Genetic testing reveals the therapeutic effects of mtor^+/− on bag3 cardiomyopathy. (A) Western blot and quantification analysis of ribosomal S6 protein (p-S6), LC3-II and ubiquitinated proteins in the bag3^e2/e2;mtor^+/− double mutants compared with their corresponding single mutants and the WT control at 6 months. LC3-II protein was examined in heart tissues dissected from fish treated with 50 nM bafilomycin A1 for 4 h. n=4 biological replicates, one-way ANOVA. (B) Representative H&E staining images from the apex area and quantification of the trabecular muscle density from the bag3^e2/e2;mtor^+/− double mutants and their corresponding single mutants and WT controls at 6 months. n=4-10, one-way ANOVA. (C) TEM images and quantification analysis of bag3^e2/e2;mtor^+/− mutants at 6 months compared with their siblings harboring either single mutants or the WT control.
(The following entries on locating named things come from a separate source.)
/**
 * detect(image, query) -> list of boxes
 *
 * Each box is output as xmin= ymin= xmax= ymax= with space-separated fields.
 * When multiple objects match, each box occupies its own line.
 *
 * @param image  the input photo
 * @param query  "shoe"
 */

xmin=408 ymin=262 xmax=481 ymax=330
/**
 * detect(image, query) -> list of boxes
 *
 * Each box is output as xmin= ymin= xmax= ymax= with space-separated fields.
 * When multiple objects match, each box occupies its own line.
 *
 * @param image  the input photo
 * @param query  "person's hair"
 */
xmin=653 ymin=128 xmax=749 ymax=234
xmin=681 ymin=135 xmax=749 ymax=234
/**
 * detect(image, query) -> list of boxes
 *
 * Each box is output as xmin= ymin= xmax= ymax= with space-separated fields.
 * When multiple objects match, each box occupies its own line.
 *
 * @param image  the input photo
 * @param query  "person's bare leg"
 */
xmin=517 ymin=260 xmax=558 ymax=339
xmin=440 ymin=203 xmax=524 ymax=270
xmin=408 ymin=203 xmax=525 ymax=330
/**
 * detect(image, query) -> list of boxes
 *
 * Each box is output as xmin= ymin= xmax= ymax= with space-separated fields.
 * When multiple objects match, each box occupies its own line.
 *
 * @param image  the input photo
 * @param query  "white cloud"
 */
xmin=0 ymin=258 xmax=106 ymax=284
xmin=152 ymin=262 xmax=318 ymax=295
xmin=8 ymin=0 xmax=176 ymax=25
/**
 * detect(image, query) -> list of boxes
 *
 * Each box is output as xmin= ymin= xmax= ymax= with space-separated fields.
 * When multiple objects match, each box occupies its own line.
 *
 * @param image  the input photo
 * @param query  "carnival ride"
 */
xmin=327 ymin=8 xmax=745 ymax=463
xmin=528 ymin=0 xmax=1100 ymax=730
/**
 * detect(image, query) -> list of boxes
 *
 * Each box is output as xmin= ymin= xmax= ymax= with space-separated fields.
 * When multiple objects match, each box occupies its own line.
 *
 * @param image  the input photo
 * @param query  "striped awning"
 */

Yellow asterisks indicate regions of myofibril degeneration. Red arrows indicate mitochondria with abnormal swelling. (D) Percent EF and FS of bag3^e2/e2;mtor^+/− double mutant fish at 6 months compared with their corresponding single mutants and the WT control. n=12-20, one-way ANOVA. (E) Kaplan–Meier survival curves of the bag3^e2/e2;mtor^+/− double mutants compared with their corresponding single mutants and the WT control. n=18-44, log-rank test. Scale bars: 100 µm in B; 2 µm in C. Data are mean±s.e.m.